All the focus this week on President Obama marking his first 100 days in office should call to attention that this period of time is crucial in the life of every new CEO.
I went back into the Directors & Boards archives to dig out "The CEO's First 100 Days," an article I published in 2002 by two longtime and respected CEO recruiters, Dennis Carey and Dayton Ogden. Their prime thesis: If a new CEO is to succeed, the most important thing he or she can do is to move quickly to put their own team in place.
"Personnel is policy, goes a favorite Washington saying," the authors write. "It is no less true in the private sector. Indeed, the reason so many companies falter after a new leader takes charge is usually due neither to flawed management nor leadership style but rather the inability or failure of a CEO to assemble his own senior team that can enthusiastically implement a new strategic direction."
Here are two specific tactics they offer:
• Look Right Away for the Stars: "New CEOs ought to spend less time on grand planning and more time on determining whether top managers fit their vision.
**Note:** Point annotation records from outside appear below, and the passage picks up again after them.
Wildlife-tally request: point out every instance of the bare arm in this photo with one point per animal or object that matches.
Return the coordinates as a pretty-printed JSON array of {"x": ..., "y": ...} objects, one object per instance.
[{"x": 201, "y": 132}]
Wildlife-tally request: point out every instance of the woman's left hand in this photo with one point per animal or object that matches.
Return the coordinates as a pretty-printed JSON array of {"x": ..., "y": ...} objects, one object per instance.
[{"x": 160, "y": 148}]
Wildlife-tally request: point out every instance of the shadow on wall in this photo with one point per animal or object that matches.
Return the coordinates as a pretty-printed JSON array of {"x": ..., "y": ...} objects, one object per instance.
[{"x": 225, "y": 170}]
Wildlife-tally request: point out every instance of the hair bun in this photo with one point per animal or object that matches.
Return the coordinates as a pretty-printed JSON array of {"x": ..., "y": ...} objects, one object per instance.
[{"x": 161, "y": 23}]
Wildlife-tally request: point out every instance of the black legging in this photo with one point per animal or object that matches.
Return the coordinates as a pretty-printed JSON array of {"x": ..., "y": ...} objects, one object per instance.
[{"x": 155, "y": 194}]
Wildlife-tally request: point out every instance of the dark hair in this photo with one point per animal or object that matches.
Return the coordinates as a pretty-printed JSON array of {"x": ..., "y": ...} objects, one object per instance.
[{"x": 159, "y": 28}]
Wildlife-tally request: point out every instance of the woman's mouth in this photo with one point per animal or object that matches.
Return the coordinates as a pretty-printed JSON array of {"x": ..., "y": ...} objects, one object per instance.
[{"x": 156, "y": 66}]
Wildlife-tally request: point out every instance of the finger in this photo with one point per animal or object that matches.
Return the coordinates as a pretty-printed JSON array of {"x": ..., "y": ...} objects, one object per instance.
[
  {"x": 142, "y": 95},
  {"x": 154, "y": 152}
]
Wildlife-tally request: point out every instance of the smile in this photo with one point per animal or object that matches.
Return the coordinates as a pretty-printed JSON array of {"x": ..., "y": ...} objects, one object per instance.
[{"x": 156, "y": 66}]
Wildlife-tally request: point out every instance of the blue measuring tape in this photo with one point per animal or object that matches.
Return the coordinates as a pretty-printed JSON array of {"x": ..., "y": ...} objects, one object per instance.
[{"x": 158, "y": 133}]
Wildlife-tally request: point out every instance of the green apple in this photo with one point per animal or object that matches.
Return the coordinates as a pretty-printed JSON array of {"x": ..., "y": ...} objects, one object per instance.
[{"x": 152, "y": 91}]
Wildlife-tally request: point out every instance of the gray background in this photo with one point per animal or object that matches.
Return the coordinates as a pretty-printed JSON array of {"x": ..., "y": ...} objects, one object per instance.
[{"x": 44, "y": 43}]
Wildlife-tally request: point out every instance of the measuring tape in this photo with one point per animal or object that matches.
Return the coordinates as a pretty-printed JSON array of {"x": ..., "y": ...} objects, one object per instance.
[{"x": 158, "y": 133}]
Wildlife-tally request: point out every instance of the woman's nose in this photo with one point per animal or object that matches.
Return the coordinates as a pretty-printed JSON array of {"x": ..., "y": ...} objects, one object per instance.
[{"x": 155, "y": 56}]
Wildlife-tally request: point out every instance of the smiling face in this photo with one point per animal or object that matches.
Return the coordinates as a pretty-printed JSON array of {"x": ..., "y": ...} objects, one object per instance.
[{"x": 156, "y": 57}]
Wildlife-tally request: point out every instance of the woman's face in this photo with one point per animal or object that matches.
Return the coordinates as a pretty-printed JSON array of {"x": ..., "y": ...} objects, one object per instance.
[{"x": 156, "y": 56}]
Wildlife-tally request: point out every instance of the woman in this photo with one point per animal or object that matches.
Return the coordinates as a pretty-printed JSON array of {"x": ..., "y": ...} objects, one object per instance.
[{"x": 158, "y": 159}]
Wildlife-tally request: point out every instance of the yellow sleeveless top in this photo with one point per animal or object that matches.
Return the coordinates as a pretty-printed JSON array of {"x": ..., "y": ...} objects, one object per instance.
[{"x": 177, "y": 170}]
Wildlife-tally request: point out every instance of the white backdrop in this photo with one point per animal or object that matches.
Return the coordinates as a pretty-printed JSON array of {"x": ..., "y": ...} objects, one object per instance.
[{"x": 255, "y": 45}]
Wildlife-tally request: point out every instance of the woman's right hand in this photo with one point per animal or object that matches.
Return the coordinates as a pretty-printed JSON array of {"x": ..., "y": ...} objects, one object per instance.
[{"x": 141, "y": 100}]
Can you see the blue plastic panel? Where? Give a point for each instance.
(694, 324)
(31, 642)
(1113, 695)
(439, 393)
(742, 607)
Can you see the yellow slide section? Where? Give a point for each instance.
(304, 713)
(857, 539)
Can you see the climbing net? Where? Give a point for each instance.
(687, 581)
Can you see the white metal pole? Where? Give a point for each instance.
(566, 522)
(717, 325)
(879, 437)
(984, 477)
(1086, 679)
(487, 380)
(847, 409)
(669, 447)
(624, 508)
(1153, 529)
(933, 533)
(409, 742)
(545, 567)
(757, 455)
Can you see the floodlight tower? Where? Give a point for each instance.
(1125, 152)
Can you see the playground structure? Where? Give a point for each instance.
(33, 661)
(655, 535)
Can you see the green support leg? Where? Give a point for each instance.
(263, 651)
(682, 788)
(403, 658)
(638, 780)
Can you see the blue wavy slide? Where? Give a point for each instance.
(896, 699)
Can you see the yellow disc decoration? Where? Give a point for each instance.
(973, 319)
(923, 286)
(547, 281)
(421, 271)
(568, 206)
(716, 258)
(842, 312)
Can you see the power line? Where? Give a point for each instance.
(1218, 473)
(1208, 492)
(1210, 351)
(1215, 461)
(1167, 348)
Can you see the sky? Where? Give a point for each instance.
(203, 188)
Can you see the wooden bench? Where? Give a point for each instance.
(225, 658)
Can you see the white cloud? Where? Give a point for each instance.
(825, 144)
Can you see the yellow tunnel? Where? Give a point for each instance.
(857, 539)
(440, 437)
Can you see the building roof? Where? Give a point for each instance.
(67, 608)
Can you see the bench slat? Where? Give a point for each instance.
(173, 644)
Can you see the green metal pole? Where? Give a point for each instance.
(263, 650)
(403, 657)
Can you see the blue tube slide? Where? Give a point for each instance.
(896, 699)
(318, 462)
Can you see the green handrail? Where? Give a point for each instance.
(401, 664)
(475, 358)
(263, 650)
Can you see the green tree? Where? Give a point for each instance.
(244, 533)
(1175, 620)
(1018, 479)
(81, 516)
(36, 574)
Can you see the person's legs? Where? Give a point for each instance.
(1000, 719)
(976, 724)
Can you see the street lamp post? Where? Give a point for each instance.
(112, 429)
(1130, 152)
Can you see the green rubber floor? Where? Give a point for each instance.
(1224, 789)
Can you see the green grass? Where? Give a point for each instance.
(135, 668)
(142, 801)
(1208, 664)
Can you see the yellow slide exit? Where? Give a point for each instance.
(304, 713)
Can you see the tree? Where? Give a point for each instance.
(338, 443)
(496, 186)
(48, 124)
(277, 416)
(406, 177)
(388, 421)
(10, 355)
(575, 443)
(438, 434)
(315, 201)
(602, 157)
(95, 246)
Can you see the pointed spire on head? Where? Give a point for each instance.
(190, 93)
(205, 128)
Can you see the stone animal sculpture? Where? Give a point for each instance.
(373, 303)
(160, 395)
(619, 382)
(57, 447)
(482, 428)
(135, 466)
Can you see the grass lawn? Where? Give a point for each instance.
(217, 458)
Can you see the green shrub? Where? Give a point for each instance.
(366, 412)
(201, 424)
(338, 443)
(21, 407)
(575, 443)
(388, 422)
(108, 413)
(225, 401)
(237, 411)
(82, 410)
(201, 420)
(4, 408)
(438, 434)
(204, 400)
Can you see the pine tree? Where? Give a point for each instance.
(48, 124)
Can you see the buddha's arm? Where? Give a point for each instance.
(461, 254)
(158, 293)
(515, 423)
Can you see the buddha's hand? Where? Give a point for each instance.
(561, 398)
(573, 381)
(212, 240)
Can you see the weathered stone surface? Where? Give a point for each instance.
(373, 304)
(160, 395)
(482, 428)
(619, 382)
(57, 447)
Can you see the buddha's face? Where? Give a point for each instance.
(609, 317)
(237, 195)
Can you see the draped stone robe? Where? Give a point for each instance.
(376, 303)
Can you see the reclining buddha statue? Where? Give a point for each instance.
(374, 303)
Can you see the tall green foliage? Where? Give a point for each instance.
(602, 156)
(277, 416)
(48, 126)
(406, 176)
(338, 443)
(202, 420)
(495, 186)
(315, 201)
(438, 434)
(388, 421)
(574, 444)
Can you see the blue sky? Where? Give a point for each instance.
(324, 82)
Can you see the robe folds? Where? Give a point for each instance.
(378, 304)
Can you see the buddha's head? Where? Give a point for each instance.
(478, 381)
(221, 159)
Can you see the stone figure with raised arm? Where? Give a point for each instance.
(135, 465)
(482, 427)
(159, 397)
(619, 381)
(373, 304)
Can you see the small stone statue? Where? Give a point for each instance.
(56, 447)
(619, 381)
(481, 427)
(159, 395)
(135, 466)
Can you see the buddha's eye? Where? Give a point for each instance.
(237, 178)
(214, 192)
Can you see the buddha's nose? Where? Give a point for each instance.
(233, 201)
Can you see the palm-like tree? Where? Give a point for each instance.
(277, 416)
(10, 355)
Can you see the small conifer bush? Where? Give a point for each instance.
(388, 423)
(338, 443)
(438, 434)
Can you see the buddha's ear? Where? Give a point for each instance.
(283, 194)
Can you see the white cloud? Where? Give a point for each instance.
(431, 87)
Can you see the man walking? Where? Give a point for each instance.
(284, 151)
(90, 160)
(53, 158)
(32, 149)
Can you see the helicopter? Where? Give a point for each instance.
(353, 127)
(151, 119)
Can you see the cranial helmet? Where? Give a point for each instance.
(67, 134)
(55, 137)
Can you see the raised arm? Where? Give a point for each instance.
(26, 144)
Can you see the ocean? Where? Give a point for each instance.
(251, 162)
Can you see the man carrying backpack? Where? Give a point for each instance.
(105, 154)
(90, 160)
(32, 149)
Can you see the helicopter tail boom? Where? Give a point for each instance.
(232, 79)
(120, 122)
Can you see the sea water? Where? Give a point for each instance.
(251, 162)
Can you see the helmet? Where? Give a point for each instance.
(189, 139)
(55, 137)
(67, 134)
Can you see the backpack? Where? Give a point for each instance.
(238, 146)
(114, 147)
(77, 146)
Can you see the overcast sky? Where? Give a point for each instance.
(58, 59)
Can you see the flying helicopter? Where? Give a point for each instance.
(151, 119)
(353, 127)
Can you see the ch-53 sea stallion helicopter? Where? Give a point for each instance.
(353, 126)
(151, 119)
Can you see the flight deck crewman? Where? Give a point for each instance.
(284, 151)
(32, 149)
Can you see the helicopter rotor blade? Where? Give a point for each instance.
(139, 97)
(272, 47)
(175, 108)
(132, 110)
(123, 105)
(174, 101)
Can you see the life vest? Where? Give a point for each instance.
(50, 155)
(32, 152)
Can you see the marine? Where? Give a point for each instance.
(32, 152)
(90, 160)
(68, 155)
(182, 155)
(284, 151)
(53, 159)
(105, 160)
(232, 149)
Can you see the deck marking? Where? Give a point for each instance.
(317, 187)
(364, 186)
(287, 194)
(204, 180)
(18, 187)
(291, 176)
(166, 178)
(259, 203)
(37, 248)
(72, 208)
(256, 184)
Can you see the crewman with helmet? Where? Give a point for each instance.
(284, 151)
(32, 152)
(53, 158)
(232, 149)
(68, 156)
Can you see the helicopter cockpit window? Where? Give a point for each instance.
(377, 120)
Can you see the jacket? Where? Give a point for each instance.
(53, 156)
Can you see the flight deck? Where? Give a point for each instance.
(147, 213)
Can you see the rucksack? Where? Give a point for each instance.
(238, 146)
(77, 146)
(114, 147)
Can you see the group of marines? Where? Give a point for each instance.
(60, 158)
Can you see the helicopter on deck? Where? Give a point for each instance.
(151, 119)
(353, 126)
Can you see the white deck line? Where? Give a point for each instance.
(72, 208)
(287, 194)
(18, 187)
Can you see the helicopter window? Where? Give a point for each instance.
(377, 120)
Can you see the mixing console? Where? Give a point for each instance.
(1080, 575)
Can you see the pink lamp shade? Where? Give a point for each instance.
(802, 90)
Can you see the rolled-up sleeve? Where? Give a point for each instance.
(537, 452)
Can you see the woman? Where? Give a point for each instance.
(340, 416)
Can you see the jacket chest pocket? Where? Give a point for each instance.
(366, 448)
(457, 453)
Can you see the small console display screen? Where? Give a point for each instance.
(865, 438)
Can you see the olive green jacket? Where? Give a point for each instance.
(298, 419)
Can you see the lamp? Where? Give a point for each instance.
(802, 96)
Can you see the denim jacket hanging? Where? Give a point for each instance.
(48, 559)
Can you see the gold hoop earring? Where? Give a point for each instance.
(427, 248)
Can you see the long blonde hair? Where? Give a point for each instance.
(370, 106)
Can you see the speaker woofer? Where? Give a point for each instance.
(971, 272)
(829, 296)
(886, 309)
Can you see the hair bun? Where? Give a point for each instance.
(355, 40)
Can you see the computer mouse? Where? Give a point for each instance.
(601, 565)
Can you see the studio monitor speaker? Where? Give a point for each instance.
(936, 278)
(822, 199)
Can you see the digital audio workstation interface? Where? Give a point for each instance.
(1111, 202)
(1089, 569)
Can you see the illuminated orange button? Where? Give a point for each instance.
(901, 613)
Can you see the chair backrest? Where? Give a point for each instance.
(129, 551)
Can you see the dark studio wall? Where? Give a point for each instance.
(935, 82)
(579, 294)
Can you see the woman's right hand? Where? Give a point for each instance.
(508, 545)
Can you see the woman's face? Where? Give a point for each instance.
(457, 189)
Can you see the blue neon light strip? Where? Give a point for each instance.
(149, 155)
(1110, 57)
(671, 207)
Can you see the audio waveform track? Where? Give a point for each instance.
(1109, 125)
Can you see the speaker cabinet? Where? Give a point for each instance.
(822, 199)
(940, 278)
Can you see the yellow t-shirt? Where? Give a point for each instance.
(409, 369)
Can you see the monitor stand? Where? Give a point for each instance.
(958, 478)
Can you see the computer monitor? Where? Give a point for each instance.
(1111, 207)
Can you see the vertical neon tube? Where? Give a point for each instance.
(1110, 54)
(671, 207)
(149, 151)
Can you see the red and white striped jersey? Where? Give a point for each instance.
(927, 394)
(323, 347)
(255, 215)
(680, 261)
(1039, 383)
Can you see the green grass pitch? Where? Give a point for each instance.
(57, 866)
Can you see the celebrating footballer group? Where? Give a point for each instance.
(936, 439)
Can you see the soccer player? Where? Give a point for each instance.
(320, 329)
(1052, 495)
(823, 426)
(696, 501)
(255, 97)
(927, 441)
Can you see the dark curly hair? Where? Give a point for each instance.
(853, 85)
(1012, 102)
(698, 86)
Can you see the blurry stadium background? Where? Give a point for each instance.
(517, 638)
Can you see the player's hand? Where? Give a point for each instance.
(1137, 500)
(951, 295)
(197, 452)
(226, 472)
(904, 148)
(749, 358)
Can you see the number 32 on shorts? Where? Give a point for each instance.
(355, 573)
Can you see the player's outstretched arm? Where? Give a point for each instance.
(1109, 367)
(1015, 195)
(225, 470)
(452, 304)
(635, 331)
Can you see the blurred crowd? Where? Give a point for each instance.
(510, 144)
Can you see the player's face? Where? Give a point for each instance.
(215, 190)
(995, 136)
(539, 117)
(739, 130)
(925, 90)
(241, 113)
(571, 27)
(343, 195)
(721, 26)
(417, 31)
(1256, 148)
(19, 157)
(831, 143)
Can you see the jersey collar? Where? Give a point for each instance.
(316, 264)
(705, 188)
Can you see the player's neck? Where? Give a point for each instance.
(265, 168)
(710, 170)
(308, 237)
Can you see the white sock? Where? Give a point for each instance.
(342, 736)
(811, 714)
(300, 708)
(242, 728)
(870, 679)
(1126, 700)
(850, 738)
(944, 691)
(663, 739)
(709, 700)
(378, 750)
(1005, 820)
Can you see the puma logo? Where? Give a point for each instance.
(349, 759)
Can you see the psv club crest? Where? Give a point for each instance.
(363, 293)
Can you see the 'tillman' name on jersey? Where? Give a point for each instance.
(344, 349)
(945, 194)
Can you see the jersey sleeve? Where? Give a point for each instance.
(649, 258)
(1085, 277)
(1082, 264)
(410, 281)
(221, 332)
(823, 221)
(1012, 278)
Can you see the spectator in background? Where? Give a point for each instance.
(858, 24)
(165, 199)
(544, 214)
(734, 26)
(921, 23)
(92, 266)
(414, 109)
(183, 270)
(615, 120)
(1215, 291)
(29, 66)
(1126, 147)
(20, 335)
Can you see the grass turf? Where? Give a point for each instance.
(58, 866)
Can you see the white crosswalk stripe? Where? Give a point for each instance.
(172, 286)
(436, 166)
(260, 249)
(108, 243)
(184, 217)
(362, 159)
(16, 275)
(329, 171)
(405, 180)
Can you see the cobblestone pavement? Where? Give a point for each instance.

With this knowledge, the CEO can weed out the disloyal, push aside the deadwood, and pass over ineffective veteran managers to elevate star players several rungs below," Carey and Ogden write. The board should encourage the new CEO to conduct what the authors call an "independent human capital audit" to better learn about the talent he has and facilitate the selection of a new team.
• Do a Board Reassessment: "The fact that a new CEO inherits a board someone else appointed doesn't make change any easier," the authors acknowledge. They recommend that a leadership change is a good time for the board to do its own internal assessment — a process that would "encourage some of their members to step down and make room for new blood." This is a "delicate matter," they recognize, but nonetheless the board, with the best interests of the corporation in mind, ought to create an opportunity for the new CEO "to select some of his most trusted advisers as directors."
"The 'first hundred days' is a yardstick usually reserved for a new President in the White House," Carey and Ogden observed in their article seven years ago. "But it is exactly the type of timetable more CEOs need to follow."